## Intro

The main purpose of this notebook is to show how to use Spark to perform distributed training of ML models on the cluster. Here we'll train a few Prophet models using Hyperopt to tune the hyperparameters. Hyperopt is a general purpose library that can be used to optimise any function that has parameters and here it is used to optimise the prediction loss function (rmse). Additionally,the search of the best hyperparameters will be tracked using MLflow. 

This notebook uses daily aggregated energy consumption data. 

Key steps in this notebook:  
- Define a train function
- Define a search space and select a strategy for the search
- Run the optimization and record the search in mlflow

Please be aware that this notebook needs to be run on a Databricks cluster with **ML Runtime**. It has been tested with 13.1 ML Runtime..

## Imports

In [0]:
import numpy as np
import pandas as pd
import matplotlib.pyplot as plt

from sklearn.metrics import mean_squared_error, mean_absolute_percentage_error
from sklearn.model_selection import ParameterGrid

#import hyperopt from the ML runtime.
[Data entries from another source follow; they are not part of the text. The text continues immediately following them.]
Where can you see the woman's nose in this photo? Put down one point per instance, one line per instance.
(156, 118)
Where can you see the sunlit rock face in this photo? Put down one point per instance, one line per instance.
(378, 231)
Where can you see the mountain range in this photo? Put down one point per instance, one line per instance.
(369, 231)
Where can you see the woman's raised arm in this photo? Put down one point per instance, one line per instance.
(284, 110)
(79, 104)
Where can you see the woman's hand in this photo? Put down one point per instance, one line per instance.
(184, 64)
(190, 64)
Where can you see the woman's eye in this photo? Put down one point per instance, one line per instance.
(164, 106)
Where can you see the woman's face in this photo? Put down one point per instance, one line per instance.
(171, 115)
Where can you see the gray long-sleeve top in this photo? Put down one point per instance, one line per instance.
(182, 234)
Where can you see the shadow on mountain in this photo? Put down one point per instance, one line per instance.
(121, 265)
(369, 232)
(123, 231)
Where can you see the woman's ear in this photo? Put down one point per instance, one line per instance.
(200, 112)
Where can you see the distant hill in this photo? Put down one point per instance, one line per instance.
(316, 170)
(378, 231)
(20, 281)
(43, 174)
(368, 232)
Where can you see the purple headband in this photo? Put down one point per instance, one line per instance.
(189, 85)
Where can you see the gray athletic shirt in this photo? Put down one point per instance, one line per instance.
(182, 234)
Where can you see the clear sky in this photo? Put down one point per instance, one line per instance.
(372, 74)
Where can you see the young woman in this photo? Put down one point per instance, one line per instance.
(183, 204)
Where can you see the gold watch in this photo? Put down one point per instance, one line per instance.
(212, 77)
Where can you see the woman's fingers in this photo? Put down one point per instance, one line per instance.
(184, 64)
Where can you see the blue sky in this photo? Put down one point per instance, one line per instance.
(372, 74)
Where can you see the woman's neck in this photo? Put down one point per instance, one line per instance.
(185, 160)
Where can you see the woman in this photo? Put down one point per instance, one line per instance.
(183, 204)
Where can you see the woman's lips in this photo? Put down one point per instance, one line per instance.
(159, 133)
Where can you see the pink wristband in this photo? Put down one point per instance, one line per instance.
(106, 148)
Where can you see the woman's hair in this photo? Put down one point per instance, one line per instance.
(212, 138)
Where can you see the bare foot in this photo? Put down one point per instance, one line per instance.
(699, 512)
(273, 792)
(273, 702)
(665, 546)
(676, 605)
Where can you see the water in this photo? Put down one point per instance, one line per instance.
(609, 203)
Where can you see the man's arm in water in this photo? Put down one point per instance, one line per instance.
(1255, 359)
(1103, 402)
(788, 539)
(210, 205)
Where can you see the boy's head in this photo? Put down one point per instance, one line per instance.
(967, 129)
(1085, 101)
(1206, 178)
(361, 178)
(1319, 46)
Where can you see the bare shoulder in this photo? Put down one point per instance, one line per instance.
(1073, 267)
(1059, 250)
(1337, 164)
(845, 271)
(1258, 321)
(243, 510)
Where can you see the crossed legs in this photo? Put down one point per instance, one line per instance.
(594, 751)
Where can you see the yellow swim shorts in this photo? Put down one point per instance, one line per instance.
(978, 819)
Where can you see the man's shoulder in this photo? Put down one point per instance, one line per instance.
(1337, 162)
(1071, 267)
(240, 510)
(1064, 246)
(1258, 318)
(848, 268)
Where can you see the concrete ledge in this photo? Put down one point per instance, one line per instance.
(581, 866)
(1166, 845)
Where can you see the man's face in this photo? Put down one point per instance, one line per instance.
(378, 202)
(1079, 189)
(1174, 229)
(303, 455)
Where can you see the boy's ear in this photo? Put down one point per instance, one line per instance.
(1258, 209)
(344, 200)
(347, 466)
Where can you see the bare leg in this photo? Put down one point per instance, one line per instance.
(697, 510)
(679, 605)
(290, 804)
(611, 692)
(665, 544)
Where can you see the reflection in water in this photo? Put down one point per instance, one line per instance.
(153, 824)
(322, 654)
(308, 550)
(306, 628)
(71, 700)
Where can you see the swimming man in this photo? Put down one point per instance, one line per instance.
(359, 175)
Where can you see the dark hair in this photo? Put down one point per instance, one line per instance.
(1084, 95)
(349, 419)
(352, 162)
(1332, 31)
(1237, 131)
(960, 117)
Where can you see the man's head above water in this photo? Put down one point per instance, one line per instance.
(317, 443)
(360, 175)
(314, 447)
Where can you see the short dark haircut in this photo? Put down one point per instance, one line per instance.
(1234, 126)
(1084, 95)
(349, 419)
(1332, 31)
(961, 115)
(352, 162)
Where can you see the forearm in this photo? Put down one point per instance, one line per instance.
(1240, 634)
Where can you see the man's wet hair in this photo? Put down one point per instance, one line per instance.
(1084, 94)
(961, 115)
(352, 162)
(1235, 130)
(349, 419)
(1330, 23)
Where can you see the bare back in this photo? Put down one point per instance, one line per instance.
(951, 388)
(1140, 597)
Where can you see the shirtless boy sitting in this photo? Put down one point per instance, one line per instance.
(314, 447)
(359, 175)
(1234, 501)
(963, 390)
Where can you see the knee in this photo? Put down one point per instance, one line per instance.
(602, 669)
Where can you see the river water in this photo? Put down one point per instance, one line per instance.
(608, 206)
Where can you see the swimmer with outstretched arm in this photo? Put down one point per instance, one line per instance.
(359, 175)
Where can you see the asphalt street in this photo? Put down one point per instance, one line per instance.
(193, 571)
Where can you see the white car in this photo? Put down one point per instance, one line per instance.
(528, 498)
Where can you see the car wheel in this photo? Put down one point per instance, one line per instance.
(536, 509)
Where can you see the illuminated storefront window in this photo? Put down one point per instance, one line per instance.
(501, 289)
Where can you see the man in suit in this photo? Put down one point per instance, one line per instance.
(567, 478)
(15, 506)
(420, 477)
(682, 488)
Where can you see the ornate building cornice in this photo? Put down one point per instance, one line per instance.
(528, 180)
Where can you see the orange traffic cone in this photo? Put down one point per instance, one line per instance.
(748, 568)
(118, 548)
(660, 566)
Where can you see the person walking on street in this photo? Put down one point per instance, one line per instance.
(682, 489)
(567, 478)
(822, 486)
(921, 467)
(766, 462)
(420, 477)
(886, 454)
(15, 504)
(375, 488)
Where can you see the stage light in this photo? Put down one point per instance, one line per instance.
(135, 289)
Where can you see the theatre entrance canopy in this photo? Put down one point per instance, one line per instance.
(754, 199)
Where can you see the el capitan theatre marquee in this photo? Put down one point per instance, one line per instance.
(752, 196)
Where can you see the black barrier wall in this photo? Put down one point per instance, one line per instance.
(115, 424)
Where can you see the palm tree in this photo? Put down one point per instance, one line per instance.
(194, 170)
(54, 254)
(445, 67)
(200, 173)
This notebook need to be run on Databricks ML Runtime. 
#The hyperopt package installed on the ML runtime is different to the open source version. 
from hyperopt import fmin, hp, tpe
from hyperopt import SparkTrials, STATUS_OK
from prophet  import Prophet

import mlflow

## Setup MLflow

In [0]:
# You must create the expirement by hand in the Databricks Machine Learning Experiments GUI
# Then copy the name of the experiment and paste it here

experimentPath = "/Users/simon.buse@ewz.ch/MittelfristPrognoseTest"
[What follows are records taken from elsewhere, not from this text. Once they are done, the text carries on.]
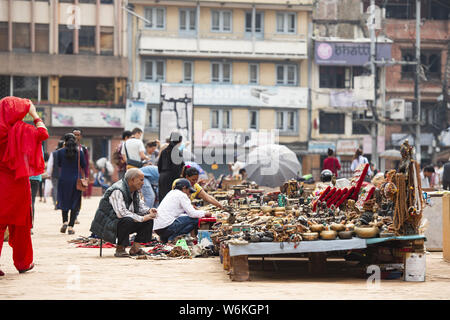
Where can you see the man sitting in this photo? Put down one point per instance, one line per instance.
(176, 215)
(121, 212)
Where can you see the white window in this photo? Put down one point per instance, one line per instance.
(220, 119)
(188, 71)
(286, 121)
(286, 22)
(253, 117)
(188, 21)
(153, 116)
(156, 18)
(259, 22)
(253, 71)
(221, 20)
(154, 70)
(287, 74)
(220, 72)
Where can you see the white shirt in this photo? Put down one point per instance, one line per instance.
(134, 147)
(175, 204)
(121, 210)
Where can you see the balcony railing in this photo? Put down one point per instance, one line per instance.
(282, 46)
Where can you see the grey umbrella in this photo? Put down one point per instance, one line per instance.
(272, 165)
(391, 154)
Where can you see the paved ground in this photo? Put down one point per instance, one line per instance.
(65, 272)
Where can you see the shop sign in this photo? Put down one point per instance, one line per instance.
(346, 147)
(251, 96)
(88, 117)
(349, 53)
(320, 147)
(135, 114)
(246, 139)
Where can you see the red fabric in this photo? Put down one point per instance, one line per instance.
(20, 157)
(20, 241)
(332, 164)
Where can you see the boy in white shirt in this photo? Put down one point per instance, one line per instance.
(176, 215)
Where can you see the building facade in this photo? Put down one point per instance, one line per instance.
(240, 65)
(399, 24)
(69, 58)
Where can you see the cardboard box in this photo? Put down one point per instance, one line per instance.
(415, 266)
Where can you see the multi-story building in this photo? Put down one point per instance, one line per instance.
(341, 115)
(242, 65)
(399, 24)
(69, 57)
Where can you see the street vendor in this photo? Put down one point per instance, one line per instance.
(192, 175)
(121, 212)
(176, 215)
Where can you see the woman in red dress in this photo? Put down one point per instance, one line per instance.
(20, 157)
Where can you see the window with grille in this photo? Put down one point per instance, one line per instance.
(21, 37)
(220, 72)
(221, 20)
(286, 22)
(220, 119)
(188, 21)
(286, 74)
(154, 70)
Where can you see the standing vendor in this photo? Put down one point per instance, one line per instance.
(192, 175)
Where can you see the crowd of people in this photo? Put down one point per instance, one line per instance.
(432, 176)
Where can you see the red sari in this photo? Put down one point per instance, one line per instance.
(20, 158)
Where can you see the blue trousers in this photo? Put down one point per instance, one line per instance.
(182, 225)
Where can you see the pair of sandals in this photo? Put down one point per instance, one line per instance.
(122, 254)
(64, 227)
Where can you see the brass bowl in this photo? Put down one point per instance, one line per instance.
(366, 231)
(310, 236)
(316, 227)
(345, 234)
(337, 227)
(328, 235)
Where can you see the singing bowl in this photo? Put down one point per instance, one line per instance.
(328, 235)
(337, 227)
(316, 227)
(366, 231)
(345, 234)
(310, 236)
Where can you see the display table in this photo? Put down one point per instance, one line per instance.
(237, 254)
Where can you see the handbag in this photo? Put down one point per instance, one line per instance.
(82, 183)
(131, 162)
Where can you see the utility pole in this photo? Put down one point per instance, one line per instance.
(416, 83)
(373, 69)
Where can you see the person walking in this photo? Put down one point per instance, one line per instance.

if mlflow.get_experiment_by_name(experimentPath) != None:
    print(f"Experiment {experimentPath} exists, setting it as the active experiemnt")
    mlflow.set_experiment(experimentPath)
else:
    raise Exception("You must first create the experiment in the Databricks Machine Learning GUI")

## Define Functions

In [0]:
def resampleFixEnds(pdf, frequency):
    """
    The function resamples/aggregates the data according to the sampling frequency. Often the first 
    and last data points will deviate after resampling. As a simple fix, these points are simply deleted
    if they deviate more than 20% from their neighboring data point.
    """

    pdf = pdf.resample(frequency).sum(min_count=1)  #frequency: "D,W,M"

    for column in pdf.columns:
        if pdf[column].iloc[0] < 0.8 * pdf[column].iloc[1]:
            pdf = pdf.drop(pdf.index[0])

        if pdf[column].iloc[-1] < 0.8 * pdf[column].iloc[-2]:
            pdf = pdf.drop(pdf.index[-1])

    return pdf

## Prepare the Data

In [0]:
url = "https://data.stadt-zuerich.ch/dataset/ewz_stromabgabe_netzebenen_stadt_zuerich/download/ewz_stromabgabe_netzebenen_stadt_zuerich.csv"
dataPdf = pd.read_csv(url, index_col=None)
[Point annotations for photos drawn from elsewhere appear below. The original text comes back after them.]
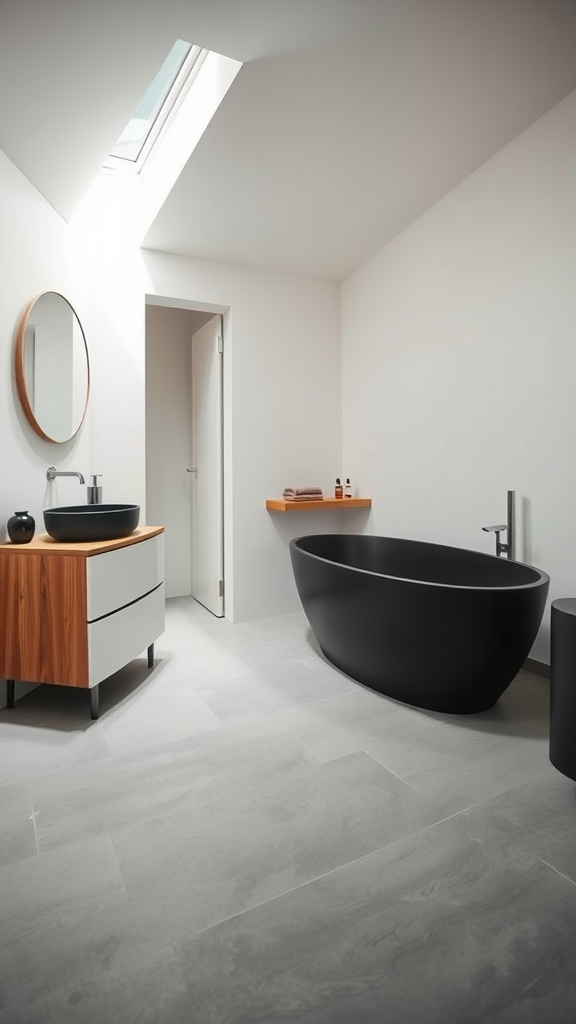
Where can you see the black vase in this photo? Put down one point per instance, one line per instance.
(21, 527)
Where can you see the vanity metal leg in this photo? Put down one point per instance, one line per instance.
(94, 700)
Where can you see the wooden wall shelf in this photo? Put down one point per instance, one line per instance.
(279, 505)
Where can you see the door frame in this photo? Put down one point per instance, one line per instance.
(228, 539)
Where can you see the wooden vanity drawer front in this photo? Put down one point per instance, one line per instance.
(119, 577)
(116, 640)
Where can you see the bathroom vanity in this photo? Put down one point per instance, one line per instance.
(72, 614)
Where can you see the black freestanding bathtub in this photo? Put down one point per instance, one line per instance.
(437, 627)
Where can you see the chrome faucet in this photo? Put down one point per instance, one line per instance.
(52, 472)
(506, 548)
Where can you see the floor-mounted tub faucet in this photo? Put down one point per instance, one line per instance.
(52, 472)
(506, 548)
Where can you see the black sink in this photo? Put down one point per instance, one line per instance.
(91, 522)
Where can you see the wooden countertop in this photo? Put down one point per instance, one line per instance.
(47, 546)
(279, 505)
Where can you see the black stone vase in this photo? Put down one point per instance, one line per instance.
(21, 527)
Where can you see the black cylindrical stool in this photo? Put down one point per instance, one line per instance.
(563, 686)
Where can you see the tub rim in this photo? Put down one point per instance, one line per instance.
(543, 578)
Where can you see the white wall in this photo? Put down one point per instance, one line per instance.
(459, 360)
(168, 417)
(39, 252)
(282, 413)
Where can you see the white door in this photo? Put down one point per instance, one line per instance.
(207, 499)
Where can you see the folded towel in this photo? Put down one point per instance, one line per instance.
(302, 498)
(302, 491)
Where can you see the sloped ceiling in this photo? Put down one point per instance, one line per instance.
(348, 119)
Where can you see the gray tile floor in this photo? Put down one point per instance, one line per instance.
(248, 836)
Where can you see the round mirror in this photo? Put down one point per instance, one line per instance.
(52, 368)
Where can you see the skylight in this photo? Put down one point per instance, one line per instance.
(157, 103)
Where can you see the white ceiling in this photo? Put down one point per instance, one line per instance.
(348, 119)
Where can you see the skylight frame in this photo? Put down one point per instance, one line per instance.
(172, 100)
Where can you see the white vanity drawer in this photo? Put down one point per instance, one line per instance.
(119, 577)
(117, 639)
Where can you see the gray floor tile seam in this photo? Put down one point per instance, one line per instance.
(558, 871)
(310, 882)
(381, 763)
(520, 785)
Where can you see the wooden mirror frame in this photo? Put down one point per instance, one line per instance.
(19, 370)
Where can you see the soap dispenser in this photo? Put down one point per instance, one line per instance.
(94, 492)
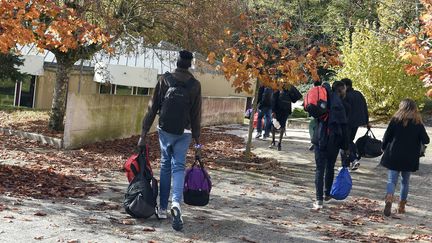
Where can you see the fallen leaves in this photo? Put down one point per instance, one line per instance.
(246, 239)
(40, 214)
(128, 221)
(39, 182)
(149, 229)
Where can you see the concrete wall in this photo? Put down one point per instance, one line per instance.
(45, 86)
(92, 118)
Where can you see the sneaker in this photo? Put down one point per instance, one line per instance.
(355, 165)
(317, 205)
(161, 213)
(177, 223)
(272, 145)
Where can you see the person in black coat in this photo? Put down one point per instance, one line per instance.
(330, 136)
(281, 109)
(401, 145)
(358, 116)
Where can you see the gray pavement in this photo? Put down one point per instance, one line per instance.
(246, 206)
dataPdf["Timestamp"] = pd.to_datetime(dataPdf["Timestamp"], utc=True)

#set timestamp as index to do a daily aggregation
dataPdf = dataPdf.set_index(dataPdf["Timestamp"])  
dataPdf = resampleFixEnds(dataPdf, "D")

#Drop the timezone to avoid warnings
dataPdf.index = dataPdf.index.tz_localize(None)  

#rename the columns into y and ds. needed by prophet
dataPdf["ds"] = dataPdf.index
#rescaling the data to GWh, good practise not to work with huge numbers
dataPdf["y"] = (dataPdf["Value_NE5"].values + dataPdf["Value_NE7"].values)/1e6
dataPdf = dataPdf.drop(columns=["Value_NE5", "Value_NE7"])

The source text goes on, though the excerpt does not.